No entendí qué quería decir, pero asentí.

Al día siguiente, la maestra pidió silencio y dijo con una sonrisa que me hizo temblar las piernas:

—Hoy quiero felicitar al mejor alumno del año. El que nunca faltó, el que más caminó, el que más ganas puso. Ese alumno es… ¡Mateo!

Todos aplaudieron. Lucía me dio un empujón en el hombro y yo sentí calor en la cara.

—Y además —continuó la maestra—, tenemos una sorpresa.

En ese momento entraron dos hombres del pueblo empujando una bicicleta color celeste, con una cinta roja en el manubrio.

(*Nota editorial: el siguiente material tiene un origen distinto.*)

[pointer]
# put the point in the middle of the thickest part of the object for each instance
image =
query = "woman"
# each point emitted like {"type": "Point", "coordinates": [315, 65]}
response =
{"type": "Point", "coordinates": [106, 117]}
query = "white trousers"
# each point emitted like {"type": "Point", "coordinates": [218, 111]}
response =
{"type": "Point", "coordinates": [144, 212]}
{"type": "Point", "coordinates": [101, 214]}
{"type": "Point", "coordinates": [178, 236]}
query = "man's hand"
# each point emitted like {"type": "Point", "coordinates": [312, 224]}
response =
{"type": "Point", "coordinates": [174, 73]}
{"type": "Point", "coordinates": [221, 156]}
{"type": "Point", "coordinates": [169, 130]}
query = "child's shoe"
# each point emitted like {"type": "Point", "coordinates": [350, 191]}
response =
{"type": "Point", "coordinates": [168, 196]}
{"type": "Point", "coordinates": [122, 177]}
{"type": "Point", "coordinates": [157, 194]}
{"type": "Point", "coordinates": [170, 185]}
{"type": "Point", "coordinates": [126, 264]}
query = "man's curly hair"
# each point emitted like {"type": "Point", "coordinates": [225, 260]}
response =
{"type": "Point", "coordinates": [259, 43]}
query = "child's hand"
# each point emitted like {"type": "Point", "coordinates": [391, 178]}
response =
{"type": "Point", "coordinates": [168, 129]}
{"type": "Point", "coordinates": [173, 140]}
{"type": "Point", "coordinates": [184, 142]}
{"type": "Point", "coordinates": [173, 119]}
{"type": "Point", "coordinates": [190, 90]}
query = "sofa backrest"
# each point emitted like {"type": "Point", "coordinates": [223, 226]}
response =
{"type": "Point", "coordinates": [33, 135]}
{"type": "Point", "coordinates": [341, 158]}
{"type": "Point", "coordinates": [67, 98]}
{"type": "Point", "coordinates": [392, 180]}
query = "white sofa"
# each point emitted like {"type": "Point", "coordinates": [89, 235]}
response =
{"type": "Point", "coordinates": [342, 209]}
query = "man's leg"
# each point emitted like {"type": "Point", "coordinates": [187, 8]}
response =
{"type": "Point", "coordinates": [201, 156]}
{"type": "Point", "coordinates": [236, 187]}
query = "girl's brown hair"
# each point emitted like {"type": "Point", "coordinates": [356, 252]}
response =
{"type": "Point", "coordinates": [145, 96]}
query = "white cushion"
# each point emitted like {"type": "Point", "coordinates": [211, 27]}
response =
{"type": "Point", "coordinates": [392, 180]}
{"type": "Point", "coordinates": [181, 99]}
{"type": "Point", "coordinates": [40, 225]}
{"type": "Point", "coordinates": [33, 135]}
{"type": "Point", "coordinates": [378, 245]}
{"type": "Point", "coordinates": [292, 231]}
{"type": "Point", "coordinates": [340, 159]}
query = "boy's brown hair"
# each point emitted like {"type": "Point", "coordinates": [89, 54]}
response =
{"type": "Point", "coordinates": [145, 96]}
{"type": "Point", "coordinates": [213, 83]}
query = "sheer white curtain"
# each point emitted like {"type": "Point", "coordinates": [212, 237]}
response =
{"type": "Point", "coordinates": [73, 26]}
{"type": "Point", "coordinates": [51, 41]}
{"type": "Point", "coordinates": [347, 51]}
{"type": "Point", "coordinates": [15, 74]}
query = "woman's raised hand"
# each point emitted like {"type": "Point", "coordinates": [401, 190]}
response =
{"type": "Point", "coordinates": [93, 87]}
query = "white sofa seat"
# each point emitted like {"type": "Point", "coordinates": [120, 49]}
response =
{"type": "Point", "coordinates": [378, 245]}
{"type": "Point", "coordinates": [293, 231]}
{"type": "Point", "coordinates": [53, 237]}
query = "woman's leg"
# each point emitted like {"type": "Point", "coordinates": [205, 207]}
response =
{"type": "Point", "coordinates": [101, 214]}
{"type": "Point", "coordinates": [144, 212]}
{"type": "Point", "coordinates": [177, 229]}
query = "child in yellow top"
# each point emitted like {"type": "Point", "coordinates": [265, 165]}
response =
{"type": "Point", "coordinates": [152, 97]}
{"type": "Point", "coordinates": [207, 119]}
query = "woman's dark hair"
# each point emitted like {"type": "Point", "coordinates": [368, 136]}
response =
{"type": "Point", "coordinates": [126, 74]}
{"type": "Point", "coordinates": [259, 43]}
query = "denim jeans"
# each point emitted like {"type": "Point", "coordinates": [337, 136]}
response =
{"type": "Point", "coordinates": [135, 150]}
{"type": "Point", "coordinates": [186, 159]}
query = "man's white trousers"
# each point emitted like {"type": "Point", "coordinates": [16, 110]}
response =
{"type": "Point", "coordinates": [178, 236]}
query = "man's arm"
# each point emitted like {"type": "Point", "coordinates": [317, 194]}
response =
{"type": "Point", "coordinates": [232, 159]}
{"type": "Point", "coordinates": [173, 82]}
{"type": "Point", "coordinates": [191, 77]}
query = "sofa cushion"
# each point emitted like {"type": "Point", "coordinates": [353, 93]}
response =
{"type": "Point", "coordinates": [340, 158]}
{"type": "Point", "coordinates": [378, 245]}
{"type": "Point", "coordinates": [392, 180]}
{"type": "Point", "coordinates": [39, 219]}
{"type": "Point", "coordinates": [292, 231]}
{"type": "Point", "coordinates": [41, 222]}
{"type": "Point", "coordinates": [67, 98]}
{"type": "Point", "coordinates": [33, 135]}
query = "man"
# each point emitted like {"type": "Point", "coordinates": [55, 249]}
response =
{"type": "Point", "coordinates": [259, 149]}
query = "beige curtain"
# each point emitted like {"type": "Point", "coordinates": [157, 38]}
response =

Yo me quedé mudo.

—Entre todos los vecinos y los maestros juntamos un poco de dinero —dijo la señorita Ana—. Para que Mateo ya no tenga que caminar tanto.

No pude hablar. Solo le toqué el asiento y sentí que me temblaban las manos. Nunca había tenido nada tan bonito.

—¿Es mía? —pregunté bajito.
—Claro que sí, Mateo. Te la ganaste.

Esa tarde volví pedaleando despacio, como si tuviera miedo de despertar de un sueño. Cuando llegué al rancho, papá estaba reparando una cerca. Me vio venir y frunció el ceño.

—¿Y eso? —preguntó.
—Me la regalaron en la escuela —le dije—. Por ser el mejor alumno.

No dijo nada. Solo me miró fijo. Luego bajó la cabeza y siguió trabajando. Pero al rato, cuando entré a la casa, lo escuché decirle a mamá:

—Ese chico… sí que tiene empuje.

Esa fue la primera vez que lo oí hablar con orgullo de mí.

Esa noche, antes de dormir, miré la bicicleta apoyada contra la pared. Brillaba con la poca luz que entraba por la ventana. Y pensé que, aunque el camino siga siendo largo, ya no me pesaría tanto recorrerlo. Porque ahora tenía alas, ruedas, y un sueño que ya nadie me podía quitar.